他的目光灼熱,帶着毫不掩飾的思念與渴望,指尖卻極盡耐心,一件件、一層層地幫她解開繁複的衣衫盤扣。
外衫、襦裙、裏衣……依次滑落,露出她因生産後調養得宜更顯瑩潤光澤的肌膚。
沈兮夢微垂着頭,小臉染上了比花瓣更嬌豔的绯紅,長睫輕顫,卻并未躲閃,那雙含情美目眼波流轉間,皆是對丈夫的信任與濃得化不開的情意,任由他施爲。
當最後一件貼身小衣褪去,洛九曦的呼吸明顯粗重了幾分。
他一把将渾身泛着粉色、如同初生嬰孩般純淨又誘人的妻子打橫抱起,小心翼翼地踏入寬大的浴桶之中。
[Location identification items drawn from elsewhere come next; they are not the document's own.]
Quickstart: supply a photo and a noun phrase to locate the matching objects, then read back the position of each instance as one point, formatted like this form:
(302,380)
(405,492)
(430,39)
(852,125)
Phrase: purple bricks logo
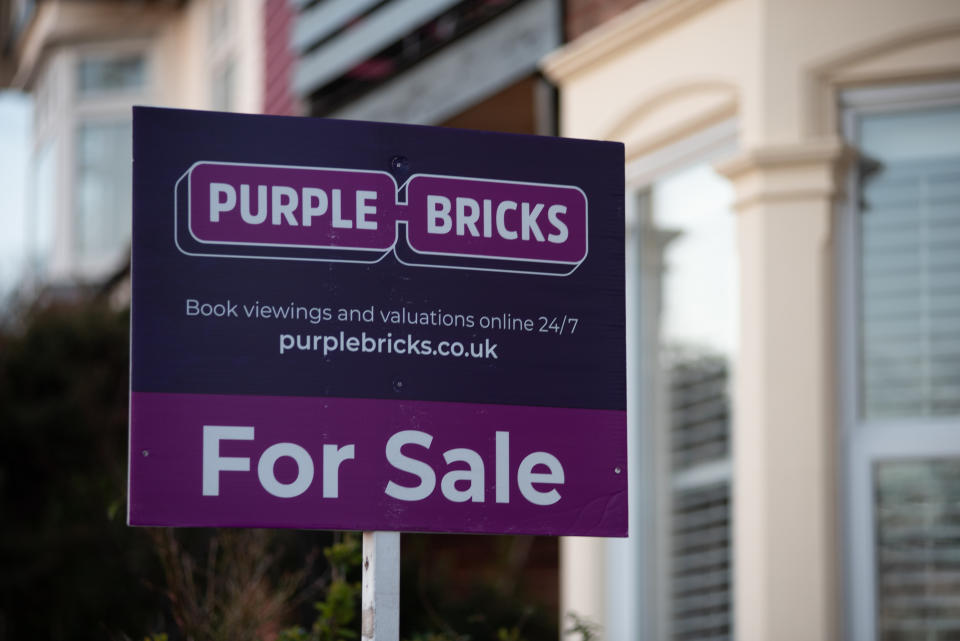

溫熱的水流包裹住兩人,卻遠不及彼此肌膚相貼帶來的滾燙。
他灼熱的吻,帶着不容置疑的強勢與深深的眷戀,從她光潔的額間,到輕顫的眼睑,再到那微張吐露着芬芳氣息的櫻唇,一路向下,在她細膩的頸項、圓潤的肩頭留下屬于自己的印記。
忍耐了許久的男人,此刻如同終于解了禁的餓狼,又像是久旱逢甘霖的土地,急切地需索着屬于他的甘泉。
他抱着沈兮夢從淨房折騰到床上,把沈兮夢折騰的都差點散架子了,當第三次叫水以後,沈兮夢卷着被子,再也不讓洛九曦碰她一下。